Gregory Peck in Night People (1954)

NIGHT PEOPLE

(director/writer: Nunnally Johnson; screenwriters: story by Jed Harris &Tom Reed; cinematographer: Charles G. Clarke; editor: Dorothy Spencer; music: Cyril Mockridge; cast: Gregory Peck (Col. Steve Van Dyke ), Broderick Crawford (Charles Leatherby), Anita Bjork (‘Hoffy’ Hoffmeier), Rita Gam (Ricky Cates), Walter Abel (Maj. R.A. Foster, MD), Buddy Ebsen (Sgt. Eddie McColloch), Max Showalter (Frederick S. Hobart), Jill Esmond (Frau Schindler), Ted Avery (Cpl. John Leatherby), Peter van Eyck (Sergei ‘Petey’ Petrochine); Runtime: 93; MPAA Rating: NR; producer: Nunnally Johnson; Fox; 1954)

It’s a first-rate crafted commercial Cold War espionage tale.”

Reviewed by Dennis Schwartz

It’s a first-rate crafted commercial Cold War espionage tale. One that has a tricky plot. It might have been better served if filmed in black and white instead of a gaudy Technicolor. Nunnally Johnson(“The Woman in the Window”/”The Desert Fox”/”The Three faces of Eve”), former Herald Tribune writer, directs, produces and writes the screenplay for a story by Jed Harris &Tom Reed.

Gregory Peck is an American colonel in postwar Berlin on a government mission to bring back a U.S. corporal (Ted Avery) kidnapped by the Russian Communists. Things get tangled when the G.I.’s well-connected industrial magnate father, Broderick Crawford, demands his son’s release at any cost. The Russians demand in exchange that the Americans turn over an elderly German couple to the East Germans, who were anti-Nazi activists involved in the failed plot to assassinate Hitler.
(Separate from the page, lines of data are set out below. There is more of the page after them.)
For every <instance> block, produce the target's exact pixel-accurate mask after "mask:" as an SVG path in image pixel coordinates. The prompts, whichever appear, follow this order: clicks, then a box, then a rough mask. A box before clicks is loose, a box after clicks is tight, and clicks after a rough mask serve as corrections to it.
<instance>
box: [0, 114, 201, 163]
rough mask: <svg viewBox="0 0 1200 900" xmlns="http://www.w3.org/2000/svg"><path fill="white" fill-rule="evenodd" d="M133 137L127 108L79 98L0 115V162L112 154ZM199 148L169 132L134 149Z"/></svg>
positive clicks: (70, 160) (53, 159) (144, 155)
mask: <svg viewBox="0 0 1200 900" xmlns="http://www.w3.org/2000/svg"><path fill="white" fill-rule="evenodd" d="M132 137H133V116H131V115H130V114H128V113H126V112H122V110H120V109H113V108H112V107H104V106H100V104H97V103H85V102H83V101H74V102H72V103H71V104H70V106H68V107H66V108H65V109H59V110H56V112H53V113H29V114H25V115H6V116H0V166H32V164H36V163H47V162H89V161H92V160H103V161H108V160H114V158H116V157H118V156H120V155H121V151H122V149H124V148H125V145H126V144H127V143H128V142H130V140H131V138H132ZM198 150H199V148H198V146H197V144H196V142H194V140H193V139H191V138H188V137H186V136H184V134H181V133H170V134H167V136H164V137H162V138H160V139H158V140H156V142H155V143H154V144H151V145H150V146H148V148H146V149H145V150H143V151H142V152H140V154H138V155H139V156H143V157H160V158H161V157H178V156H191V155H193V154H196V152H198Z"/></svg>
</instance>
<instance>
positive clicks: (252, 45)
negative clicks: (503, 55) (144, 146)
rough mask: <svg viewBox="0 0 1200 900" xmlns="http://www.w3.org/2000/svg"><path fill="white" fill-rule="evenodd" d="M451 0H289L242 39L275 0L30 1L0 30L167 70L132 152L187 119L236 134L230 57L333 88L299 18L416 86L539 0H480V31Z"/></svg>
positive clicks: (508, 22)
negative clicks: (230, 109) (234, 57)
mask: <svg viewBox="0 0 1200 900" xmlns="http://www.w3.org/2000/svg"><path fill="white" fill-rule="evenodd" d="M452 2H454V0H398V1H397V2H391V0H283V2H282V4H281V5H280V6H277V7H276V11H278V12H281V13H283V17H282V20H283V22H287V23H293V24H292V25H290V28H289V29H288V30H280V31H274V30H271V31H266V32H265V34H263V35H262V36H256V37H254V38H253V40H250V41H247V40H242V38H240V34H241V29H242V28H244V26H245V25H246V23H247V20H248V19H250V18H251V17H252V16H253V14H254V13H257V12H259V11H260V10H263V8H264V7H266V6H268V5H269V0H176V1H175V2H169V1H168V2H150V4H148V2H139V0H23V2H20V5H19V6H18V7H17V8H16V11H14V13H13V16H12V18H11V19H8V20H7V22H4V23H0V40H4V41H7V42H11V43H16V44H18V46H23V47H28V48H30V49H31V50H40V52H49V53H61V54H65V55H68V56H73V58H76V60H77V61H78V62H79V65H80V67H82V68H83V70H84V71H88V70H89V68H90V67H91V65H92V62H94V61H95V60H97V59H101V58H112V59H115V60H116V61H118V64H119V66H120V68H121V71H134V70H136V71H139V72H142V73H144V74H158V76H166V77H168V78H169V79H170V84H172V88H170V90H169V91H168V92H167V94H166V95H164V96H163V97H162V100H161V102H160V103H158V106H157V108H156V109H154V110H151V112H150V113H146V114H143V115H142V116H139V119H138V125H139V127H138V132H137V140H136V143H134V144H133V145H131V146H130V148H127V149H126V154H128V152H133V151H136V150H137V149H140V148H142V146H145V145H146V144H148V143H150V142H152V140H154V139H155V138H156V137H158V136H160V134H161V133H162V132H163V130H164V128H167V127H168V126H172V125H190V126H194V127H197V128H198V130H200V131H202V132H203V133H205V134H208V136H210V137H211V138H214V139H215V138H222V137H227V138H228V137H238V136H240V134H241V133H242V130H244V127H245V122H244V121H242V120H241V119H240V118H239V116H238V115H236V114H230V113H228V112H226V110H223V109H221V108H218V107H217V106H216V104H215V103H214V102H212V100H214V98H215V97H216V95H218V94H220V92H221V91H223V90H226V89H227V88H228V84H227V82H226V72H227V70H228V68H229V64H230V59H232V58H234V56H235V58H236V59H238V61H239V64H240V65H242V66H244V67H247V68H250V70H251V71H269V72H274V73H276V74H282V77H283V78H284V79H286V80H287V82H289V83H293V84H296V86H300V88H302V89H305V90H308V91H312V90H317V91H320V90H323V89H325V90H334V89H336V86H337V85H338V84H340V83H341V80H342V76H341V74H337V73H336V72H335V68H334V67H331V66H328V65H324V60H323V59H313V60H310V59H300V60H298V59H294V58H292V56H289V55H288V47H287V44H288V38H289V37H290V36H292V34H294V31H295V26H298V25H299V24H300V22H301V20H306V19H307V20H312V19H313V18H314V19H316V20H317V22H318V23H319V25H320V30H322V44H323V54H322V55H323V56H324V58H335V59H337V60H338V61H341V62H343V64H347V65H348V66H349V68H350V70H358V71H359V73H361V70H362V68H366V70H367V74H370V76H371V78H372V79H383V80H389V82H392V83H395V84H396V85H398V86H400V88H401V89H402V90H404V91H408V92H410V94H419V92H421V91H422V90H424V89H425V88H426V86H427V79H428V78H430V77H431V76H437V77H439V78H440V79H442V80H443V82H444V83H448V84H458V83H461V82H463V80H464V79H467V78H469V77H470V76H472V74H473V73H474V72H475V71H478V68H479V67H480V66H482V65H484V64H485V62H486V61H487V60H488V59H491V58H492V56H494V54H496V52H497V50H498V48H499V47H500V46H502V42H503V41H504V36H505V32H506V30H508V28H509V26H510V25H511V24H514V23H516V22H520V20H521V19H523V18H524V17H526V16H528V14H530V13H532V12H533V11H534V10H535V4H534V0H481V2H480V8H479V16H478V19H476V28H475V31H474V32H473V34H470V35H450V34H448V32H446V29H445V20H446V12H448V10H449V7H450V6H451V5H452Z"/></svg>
Things get further complicated when Peck learns one of his aides, Anita Bjork, is working with the Soviets.

The spy drama intriguingly mixes current Cold War scares with past Nazi ones.

Things look authentic since it’s filmed in bombed-out Berlin.

The lively thriller excites with its cloak-and-dagger plot twists and the menacing tone it sets during a tense time in world affairs.